NUMA, memory binding and how swap can dilute your locality

On the hwloc-devel mailing list Jeff Sqyres from Cisco posted a message saying:

Someone just made a fairly disturbing statement to me in an Open MPI bug ticket: if you bind some memory to a particular NUMA node, and that memory later gets paged out, then it loses its memory binding information — meaning that it can effectively get paged back in at any physical location. Possibly even on a different NUMA node.

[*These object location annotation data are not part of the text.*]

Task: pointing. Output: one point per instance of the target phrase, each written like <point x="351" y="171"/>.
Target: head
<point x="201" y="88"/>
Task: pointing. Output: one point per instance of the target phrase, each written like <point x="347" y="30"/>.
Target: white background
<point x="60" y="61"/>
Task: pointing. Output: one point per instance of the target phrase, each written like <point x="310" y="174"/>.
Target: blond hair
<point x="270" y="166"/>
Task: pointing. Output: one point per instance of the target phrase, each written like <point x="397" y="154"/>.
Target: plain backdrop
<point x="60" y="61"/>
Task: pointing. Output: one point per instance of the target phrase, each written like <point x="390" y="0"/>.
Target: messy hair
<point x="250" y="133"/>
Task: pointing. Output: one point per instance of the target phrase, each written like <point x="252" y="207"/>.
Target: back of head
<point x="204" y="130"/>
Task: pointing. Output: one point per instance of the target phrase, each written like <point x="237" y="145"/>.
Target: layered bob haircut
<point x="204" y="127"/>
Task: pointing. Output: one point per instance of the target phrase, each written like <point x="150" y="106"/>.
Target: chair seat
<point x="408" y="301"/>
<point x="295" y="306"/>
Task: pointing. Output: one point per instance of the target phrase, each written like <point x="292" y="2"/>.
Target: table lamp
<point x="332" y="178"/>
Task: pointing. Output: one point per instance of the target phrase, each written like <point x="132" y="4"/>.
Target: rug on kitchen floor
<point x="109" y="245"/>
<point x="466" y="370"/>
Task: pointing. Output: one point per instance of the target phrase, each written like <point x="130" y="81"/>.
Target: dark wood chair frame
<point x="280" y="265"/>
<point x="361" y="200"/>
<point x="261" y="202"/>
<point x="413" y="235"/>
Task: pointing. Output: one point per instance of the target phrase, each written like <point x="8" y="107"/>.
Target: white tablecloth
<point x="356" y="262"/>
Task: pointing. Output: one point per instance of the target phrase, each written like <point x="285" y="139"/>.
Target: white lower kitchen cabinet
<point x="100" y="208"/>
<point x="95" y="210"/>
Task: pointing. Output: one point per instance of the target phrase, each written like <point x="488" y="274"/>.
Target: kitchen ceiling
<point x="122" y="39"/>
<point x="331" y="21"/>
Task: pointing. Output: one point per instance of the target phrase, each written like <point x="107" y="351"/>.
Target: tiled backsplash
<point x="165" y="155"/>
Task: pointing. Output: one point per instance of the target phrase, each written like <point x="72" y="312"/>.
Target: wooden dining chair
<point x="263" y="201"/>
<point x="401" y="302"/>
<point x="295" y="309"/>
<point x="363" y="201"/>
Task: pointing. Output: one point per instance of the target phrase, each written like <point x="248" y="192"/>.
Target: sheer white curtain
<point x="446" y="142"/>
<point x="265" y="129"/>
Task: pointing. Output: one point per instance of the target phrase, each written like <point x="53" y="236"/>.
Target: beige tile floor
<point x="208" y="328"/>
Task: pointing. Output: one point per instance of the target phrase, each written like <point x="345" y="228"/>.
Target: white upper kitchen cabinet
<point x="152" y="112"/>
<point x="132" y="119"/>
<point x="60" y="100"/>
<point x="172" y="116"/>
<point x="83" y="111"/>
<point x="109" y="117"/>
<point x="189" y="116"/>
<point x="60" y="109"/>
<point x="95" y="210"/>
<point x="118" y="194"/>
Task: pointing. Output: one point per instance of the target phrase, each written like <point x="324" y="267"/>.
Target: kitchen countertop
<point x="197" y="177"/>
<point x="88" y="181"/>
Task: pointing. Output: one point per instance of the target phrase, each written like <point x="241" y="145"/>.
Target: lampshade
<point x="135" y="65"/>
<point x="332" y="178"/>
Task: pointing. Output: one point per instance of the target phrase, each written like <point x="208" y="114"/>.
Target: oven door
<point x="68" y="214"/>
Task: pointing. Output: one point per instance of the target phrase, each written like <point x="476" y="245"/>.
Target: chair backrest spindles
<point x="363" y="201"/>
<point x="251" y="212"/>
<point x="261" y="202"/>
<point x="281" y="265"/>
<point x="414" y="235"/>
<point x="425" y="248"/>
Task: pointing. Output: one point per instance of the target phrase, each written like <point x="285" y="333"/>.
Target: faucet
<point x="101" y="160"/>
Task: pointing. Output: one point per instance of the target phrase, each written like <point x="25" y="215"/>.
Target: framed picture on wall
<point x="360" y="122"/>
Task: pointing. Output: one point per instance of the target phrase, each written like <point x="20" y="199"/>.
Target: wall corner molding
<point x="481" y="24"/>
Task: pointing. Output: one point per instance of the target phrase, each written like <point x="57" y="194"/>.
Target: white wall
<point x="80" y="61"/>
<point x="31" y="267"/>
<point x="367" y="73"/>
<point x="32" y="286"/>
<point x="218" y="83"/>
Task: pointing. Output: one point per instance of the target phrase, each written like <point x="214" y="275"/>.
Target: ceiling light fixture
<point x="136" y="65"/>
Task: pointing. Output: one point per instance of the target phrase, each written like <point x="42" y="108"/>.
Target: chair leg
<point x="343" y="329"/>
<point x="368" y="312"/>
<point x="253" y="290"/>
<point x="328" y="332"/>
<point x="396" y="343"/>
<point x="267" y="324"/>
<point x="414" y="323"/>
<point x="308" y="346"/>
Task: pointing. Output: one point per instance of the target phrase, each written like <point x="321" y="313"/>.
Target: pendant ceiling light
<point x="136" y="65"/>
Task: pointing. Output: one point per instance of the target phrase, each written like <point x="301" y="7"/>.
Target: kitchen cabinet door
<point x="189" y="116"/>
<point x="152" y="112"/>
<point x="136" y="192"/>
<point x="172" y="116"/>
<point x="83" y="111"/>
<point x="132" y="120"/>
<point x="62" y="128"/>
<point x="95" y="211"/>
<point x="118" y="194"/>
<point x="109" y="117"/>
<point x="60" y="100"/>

Now this sparked off an interesting thread on the issue, with the best explanation for it being provided by David Singleton from ANU/NCI:

Unless it has changed very recently, Linux swapin_readahead is the main culprit in messing with NUMA locality on that platform. Faulting a single page causes 8 or 16 or whatever contiguous pages to be read from swap. An arbitrary contiguous range of pages in swap may not even come from the same process far less the same NUMA node. My understanding is that since there is no NUMA info with the swap entry, the only policy that can be applied to is that of the faulting vma in the faulting process. The faulted page will have the desired NUMA placement but possibly not the rest. So swapping mixes different process’ NUMA policies leading to a “NUMA diffusion process”.

So when your page gets swapped back in it will drag in a heap of pages that may have nothing to do with it and hence their pages may be misplaced. Or worse still, your page could be one of the bunch dragged back in when a process on a different NUMA node swaps something back in. This will dilute the locality of the pages. Not fun!